Kivenson researches how microbes can render toxic substances less dangerous to humans. She’s part of a team examining a never-before-studied site in the San Pedro Basin where toxic waste had been dumped. The site, Kivenson explains, provides a natural laboratory in which to learn how certain microbes turn poisons back into nontoxic elements.
During a 2013 expedition aboard the research vessel Atlantis, Kivenson was part of a research team using an underwater robot to locate waste barrels on the ocean floor.
“We observed thick microbial mats growing on some of those barrels, and also observed distinctive formations, which appeared to be rings of microbial growth,” she says. “With the help a remotely operated vehicle, we collected samples of the mats, pieces of the barrels, and sediment cores.”

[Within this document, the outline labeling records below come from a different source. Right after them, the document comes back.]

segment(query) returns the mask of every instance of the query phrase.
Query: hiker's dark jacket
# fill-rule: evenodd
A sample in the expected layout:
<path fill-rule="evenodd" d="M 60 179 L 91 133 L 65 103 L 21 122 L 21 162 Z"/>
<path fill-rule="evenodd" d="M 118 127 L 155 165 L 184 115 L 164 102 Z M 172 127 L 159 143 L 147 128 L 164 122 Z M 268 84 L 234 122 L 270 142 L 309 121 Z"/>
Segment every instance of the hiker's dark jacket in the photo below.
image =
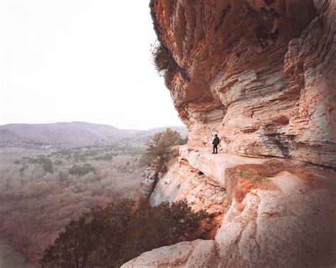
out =
<path fill-rule="evenodd" d="M 218 144 L 219 144 L 219 138 L 216 136 L 215 139 L 213 139 L 213 144 L 218 145 Z"/>

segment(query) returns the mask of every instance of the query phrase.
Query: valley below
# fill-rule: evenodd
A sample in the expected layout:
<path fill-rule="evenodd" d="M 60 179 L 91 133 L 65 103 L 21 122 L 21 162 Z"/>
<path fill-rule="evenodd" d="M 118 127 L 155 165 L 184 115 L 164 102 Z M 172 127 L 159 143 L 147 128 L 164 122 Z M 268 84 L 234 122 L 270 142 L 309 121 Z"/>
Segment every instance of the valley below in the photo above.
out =
<path fill-rule="evenodd" d="M 37 264 L 72 219 L 111 201 L 138 199 L 143 144 L 159 130 L 61 149 L 3 145 L 0 233 L 7 243 L 1 254 L 12 262 L 23 257 Z M 81 139 L 78 133 L 77 137 Z"/>

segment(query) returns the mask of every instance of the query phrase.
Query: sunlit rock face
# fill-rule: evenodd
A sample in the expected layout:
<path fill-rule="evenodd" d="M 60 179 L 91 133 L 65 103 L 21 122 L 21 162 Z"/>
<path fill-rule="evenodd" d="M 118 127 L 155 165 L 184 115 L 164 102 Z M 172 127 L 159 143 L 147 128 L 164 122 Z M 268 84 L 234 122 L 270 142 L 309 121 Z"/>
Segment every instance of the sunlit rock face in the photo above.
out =
<path fill-rule="evenodd" d="M 336 167 L 332 0 L 152 0 L 189 144 Z"/>

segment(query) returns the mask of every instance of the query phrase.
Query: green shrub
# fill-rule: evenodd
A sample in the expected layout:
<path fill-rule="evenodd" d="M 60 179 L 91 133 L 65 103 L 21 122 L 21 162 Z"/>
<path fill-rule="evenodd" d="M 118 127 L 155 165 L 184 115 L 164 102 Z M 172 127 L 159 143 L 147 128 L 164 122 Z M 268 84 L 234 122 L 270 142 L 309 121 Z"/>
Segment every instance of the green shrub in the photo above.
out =
<path fill-rule="evenodd" d="M 170 80 L 177 68 L 170 51 L 161 42 L 152 46 L 152 58 L 157 73 Z"/>
<path fill-rule="evenodd" d="M 172 147 L 177 145 L 181 140 L 180 134 L 169 128 L 149 137 L 145 143 L 145 149 L 140 159 L 140 166 L 154 163 L 157 171 L 164 171 Z"/>
<path fill-rule="evenodd" d="M 84 176 L 90 172 L 95 172 L 96 168 L 90 164 L 86 163 L 83 165 L 74 165 L 69 170 L 69 174 Z"/>
<path fill-rule="evenodd" d="M 120 267 L 145 251 L 190 240 L 208 214 L 186 200 L 151 207 L 123 199 L 72 221 L 44 252 L 43 267 Z"/>

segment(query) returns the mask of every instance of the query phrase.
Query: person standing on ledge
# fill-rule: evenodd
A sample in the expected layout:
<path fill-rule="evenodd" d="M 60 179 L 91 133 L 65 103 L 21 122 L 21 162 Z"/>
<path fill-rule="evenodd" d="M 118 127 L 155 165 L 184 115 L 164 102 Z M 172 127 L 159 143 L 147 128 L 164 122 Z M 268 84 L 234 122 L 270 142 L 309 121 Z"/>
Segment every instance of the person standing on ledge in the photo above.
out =
<path fill-rule="evenodd" d="M 217 153 L 217 146 L 219 144 L 219 138 L 218 136 L 217 136 L 217 134 L 215 134 L 215 139 L 213 139 L 213 153 Z"/>

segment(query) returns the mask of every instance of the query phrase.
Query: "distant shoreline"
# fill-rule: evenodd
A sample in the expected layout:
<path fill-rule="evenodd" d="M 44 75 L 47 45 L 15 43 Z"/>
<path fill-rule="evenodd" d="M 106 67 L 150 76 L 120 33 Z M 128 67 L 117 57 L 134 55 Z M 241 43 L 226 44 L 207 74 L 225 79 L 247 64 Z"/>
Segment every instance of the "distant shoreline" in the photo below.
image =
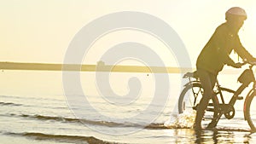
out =
<path fill-rule="evenodd" d="M 142 73 L 185 73 L 194 72 L 195 68 L 189 67 L 160 67 L 143 66 L 112 66 L 98 63 L 98 65 L 78 64 L 49 64 L 27 62 L 0 62 L 1 70 L 24 71 L 80 71 L 80 72 L 142 72 Z M 242 68 L 243 69 L 243 68 Z M 237 74 L 241 69 L 224 69 L 221 73 Z"/>
<path fill-rule="evenodd" d="M 192 72 L 192 68 L 142 66 L 112 66 L 49 64 L 26 62 L 0 62 L 2 70 L 32 70 L 32 71 L 81 71 L 81 72 L 153 72 L 153 73 L 183 73 Z"/>

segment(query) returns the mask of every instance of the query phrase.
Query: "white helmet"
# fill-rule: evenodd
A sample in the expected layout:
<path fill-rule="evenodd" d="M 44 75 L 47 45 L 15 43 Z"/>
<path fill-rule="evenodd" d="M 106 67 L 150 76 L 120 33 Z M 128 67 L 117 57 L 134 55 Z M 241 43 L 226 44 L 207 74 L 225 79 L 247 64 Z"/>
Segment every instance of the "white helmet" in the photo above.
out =
<path fill-rule="evenodd" d="M 244 17 L 244 20 L 247 18 L 246 11 L 240 7 L 230 8 L 225 14 L 226 20 L 228 20 L 230 17 L 239 16 Z"/>

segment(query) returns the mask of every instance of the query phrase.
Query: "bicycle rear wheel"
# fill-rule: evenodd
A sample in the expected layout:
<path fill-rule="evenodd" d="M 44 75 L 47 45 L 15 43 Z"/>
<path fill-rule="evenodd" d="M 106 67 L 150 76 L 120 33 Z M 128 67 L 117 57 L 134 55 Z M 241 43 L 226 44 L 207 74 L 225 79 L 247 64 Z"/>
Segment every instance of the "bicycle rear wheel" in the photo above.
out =
<path fill-rule="evenodd" d="M 203 88 L 199 83 L 187 85 L 178 99 L 178 112 L 183 113 L 184 111 L 196 111 L 203 93 Z M 207 110 L 204 112 L 204 117 L 201 119 L 202 128 L 207 127 L 209 124 L 212 124 L 213 127 L 217 124 L 218 120 L 216 120 L 218 116 L 218 101 L 216 97 L 214 97 L 214 100 L 211 99 L 209 101 Z"/>
<path fill-rule="evenodd" d="M 247 120 L 247 123 L 249 126 L 251 127 L 252 131 L 256 132 L 256 108 L 253 108 L 253 107 L 256 106 L 256 91 L 255 89 L 251 91 L 248 94 L 248 96 L 247 97 L 245 101 L 245 106 L 246 108 L 246 119 Z"/>

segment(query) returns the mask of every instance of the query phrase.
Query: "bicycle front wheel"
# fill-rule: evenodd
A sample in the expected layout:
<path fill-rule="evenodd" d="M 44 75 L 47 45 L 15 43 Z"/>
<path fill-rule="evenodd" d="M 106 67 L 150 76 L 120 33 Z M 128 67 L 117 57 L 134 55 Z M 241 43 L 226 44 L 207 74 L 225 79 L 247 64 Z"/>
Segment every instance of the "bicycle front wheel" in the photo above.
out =
<path fill-rule="evenodd" d="M 248 124 L 251 127 L 252 131 L 256 132 L 256 108 L 253 108 L 256 106 L 256 90 L 251 91 L 246 101 L 245 101 L 245 106 L 246 108 L 246 119 L 248 122 Z"/>

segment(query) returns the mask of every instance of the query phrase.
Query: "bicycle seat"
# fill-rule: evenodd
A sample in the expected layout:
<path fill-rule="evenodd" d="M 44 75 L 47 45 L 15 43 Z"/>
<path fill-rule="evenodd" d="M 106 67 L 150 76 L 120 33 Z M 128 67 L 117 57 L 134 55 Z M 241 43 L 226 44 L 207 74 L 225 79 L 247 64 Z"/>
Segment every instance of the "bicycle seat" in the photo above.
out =
<path fill-rule="evenodd" d="M 183 78 L 199 78 L 199 76 L 198 76 L 198 73 L 197 73 L 197 71 L 195 71 L 194 72 L 187 72 L 183 75 Z"/>

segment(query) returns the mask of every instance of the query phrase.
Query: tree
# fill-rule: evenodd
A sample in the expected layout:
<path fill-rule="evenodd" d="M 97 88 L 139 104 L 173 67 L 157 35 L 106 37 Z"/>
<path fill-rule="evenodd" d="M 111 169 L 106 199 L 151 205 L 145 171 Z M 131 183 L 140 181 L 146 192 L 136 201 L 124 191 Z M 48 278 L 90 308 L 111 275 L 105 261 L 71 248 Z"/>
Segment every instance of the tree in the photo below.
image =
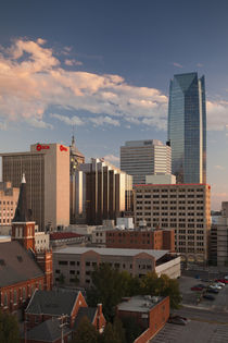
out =
<path fill-rule="evenodd" d="M 16 318 L 0 311 L 0 343 L 20 343 L 20 330 Z"/>
<path fill-rule="evenodd" d="M 109 264 L 102 264 L 92 272 L 92 286 L 87 292 L 89 306 L 102 303 L 103 314 L 107 321 L 115 316 L 115 306 L 129 291 L 129 273 L 112 269 Z"/>
<path fill-rule="evenodd" d="M 72 343 L 98 343 L 99 333 L 87 317 L 81 318 Z"/>

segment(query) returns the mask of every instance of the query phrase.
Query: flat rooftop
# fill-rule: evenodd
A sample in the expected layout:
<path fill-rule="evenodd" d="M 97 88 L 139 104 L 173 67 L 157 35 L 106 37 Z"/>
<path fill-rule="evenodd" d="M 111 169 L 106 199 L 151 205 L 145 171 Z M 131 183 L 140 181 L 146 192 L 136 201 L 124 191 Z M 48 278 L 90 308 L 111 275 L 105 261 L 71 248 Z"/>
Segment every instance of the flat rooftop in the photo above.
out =
<path fill-rule="evenodd" d="M 134 256 L 144 253 L 155 258 L 155 260 L 160 259 L 161 257 L 169 253 L 169 250 L 91 248 L 91 247 L 71 246 L 63 249 L 58 249 L 53 252 L 53 254 L 81 255 L 88 252 L 94 252 L 103 256 L 129 256 L 129 257 L 134 257 Z"/>
<path fill-rule="evenodd" d="M 162 299 L 164 299 L 162 296 L 137 295 L 121 303 L 117 307 L 118 310 L 149 313 L 151 308 L 156 306 Z"/>

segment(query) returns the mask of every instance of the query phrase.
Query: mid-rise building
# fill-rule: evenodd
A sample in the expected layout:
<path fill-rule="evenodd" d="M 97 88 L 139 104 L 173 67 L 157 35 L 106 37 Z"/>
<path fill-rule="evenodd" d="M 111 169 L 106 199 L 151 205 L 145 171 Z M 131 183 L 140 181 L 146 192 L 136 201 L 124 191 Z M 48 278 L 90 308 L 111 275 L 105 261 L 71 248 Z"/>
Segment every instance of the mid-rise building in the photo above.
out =
<path fill-rule="evenodd" d="M 30 151 L 2 156 L 2 179 L 18 187 L 27 182 L 28 207 L 40 229 L 69 224 L 69 148 L 62 144 L 34 144 Z"/>
<path fill-rule="evenodd" d="M 175 252 L 173 230 L 109 230 L 106 247 L 125 249 L 155 249 Z"/>
<path fill-rule="evenodd" d="M 175 229 L 175 250 L 182 261 L 205 262 L 211 229 L 211 186 L 206 184 L 138 185 L 135 224 Z"/>
<path fill-rule="evenodd" d="M 170 147 L 157 139 L 129 140 L 121 147 L 121 170 L 144 184 L 145 175 L 170 174 Z"/>
<path fill-rule="evenodd" d="M 134 277 L 152 271 L 159 275 L 165 273 L 169 278 L 180 275 L 180 257 L 168 250 L 66 247 L 53 252 L 53 260 L 55 283 L 64 280 L 66 285 L 73 286 L 76 277 L 78 286 L 91 286 L 92 271 L 100 264 L 109 264 Z"/>
<path fill-rule="evenodd" d="M 9 226 L 14 217 L 20 188 L 11 182 L 0 182 L 0 225 Z"/>
<path fill-rule="evenodd" d="M 169 86 L 168 142 L 177 183 L 206 183 L 206 107 L 204 76 L 174 75 Z"/>
<path fill-rule="evenodd" d="M 91 159 L 80 164 L 83 186 L 81 212 L 89 225 L 101 225 L 105 219 L 115 220 L 122 212 L 132 209 L 132 177 L 103 159 Z M 79 195 L 78 195 L 79 198 Z"/>

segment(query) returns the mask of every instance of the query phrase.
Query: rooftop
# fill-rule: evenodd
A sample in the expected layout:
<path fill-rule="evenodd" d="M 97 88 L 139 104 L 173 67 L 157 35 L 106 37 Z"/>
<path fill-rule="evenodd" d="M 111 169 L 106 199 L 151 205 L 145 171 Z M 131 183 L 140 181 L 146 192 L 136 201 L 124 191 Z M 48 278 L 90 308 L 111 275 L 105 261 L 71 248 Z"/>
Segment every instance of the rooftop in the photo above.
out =
<path fill-rule="evenodd" d="M 94 252 L 103 256 L 137 256 L 139 254 L 148 254 L 155 258 L 160 259 L 164 255 L 168 254 L 168 250 L 153 250 L 153 249 L 118 249 L 118 248 L 93 248 L 93 247 L 66 247 L 63 249 L 55 250 L 53 254 L 85 254 L 88 252 Z"/>

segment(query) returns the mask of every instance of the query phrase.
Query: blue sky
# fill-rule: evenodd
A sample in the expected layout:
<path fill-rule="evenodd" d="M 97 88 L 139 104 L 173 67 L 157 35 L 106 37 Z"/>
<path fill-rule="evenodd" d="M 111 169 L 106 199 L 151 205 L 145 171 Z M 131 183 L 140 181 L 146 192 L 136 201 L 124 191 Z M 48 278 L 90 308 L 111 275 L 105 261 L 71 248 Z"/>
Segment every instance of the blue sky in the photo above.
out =
<path fill-rule="evenodd" d="M 226 0 L 1 1 L 1 151 L 69 144 L 118 163 L 128 139 L 166 140 L 169 79 L 198 71 L 207 99 L 212 208 L 228 200 Z"/>

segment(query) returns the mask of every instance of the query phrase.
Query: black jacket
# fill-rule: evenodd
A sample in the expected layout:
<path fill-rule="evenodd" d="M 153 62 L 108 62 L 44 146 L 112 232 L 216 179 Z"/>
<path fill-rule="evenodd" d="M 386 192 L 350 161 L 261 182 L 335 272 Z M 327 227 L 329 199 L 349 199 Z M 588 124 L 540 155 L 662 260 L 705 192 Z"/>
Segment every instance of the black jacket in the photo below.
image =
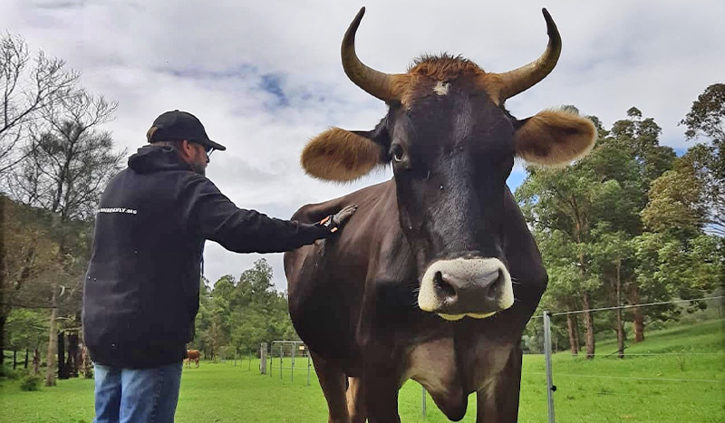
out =
<path fill-rule="evenodd" d="M 146 146 L 109 183 L 83 291 L 91 358 L 121 368 L 180 361 L 198 311 L 204 242 L 284 252 L 330 230 L 237 208 L 170 147 Z"/>

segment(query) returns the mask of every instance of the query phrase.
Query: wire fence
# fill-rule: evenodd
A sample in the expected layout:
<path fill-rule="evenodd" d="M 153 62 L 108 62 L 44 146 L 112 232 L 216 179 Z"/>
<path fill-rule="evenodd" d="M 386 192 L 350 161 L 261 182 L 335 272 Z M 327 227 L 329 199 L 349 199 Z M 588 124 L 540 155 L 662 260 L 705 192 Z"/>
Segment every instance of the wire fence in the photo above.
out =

Back in the lab, Kivenson has been using those samples to determine which microbes are present and how they may contribute to biodegradation of the site’s waste. She’s grateful for the many ways that Mount Holyoke led her there.
“It’s difficult to sum up how influential those years were for me,” says Kivenson. “I had several professors who provided tremendously helpful encouragement and support. I keep in touch regularly with some of them. I also met students who became incredibly close friends and motivated me to pursue my interests in marine science.”
Looking ahead, Kivenson hopes to continue her research on contaminants in the marine ecosystem, as well as examining the chemical and biological characteristics of deep-sea waste dump sites.
“I feel honored to receive the NSF Fellowship. The research is fascinating and I appreciate being able to do such meaningful work.”